A maioria dos clientes, quase 80%, são "amigos, conhecidos, moradores da zona" que não deixaram de frequentar o restaurante, nas mãos da família desde 2011.

Não notou uma "queda abrupta" na clientela, mas houve alguns episódios que lhe deixaram mau sabor de boca. Mesmo assim, não lhe tiraram o sorriso.

"Houve uns clientes que se recusaram a beber cerveja russa, disseram que nem pensar. Tivemos também uma mensagem escrita aqui, na nossa esplanada, a dizer `Putin é um assassino`. Também me lembro de uma avaliação de uma estrela na internet de alguém que nem sequer nos tinha visitado", recorda.

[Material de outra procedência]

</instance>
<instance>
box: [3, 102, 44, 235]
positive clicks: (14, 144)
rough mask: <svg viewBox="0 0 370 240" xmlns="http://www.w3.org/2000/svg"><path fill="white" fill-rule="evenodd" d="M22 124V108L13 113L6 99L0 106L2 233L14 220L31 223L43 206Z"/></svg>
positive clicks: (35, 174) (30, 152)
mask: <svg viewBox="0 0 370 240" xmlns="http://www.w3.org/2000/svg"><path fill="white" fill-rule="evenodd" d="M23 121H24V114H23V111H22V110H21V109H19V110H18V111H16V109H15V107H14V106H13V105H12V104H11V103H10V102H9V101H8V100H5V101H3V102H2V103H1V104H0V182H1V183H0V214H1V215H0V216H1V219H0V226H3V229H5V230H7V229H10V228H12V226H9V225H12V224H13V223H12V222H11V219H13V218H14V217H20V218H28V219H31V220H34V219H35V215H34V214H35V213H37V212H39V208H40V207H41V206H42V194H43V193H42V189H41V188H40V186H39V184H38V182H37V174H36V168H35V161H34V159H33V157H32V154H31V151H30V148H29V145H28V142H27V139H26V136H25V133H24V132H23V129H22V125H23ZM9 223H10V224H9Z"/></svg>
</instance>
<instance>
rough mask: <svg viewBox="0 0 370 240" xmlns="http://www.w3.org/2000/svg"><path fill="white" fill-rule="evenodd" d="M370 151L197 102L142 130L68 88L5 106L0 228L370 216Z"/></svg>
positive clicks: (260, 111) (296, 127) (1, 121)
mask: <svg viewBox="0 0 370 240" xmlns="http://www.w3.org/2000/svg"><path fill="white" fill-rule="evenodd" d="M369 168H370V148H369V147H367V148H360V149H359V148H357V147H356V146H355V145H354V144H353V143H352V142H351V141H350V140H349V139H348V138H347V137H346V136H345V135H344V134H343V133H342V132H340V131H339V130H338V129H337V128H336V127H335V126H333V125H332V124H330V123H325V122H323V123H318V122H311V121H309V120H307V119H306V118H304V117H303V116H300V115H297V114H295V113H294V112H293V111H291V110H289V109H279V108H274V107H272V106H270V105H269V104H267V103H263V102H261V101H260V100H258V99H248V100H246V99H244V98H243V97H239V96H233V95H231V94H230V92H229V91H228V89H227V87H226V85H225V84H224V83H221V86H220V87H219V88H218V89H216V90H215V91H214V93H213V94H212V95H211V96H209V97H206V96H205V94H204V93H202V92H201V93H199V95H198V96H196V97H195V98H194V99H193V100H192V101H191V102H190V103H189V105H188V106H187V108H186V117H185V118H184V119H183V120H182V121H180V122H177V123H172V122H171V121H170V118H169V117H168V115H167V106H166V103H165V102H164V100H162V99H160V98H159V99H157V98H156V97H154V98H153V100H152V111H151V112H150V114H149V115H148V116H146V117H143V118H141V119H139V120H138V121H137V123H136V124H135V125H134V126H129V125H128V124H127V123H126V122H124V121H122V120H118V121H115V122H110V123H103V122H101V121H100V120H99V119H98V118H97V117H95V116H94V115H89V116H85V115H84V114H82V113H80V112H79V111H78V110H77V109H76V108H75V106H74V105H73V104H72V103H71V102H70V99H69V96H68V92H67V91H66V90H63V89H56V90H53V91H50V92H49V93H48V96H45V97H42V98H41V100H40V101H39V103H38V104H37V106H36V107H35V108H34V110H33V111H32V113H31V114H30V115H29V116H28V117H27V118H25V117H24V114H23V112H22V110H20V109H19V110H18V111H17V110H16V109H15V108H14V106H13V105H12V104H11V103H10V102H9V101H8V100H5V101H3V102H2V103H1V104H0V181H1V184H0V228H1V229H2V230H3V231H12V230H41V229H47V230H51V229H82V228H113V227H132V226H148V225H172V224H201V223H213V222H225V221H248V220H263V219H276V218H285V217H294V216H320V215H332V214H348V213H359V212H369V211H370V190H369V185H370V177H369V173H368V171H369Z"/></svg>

Tashqin emprega treze pessoas, todas de nacionalidades diferentes, entre elas ucraniana e russa.

"Lá fora, quando passam estas portas e penduram o avental, podem falar do que quiserem. Aqui dentro não se fala de política, nem da guerra. Até agora não temos tido problemas, e todos têm uma boa relação", admite.

Espera que a guerra termine em breve.

"Vejo as coisas de forma positiva", admite enquanto sorri novamente e olha para as mesas distribuídas no passeio, onde bate o sol, "acredito que as coisas vão melhorar para todos".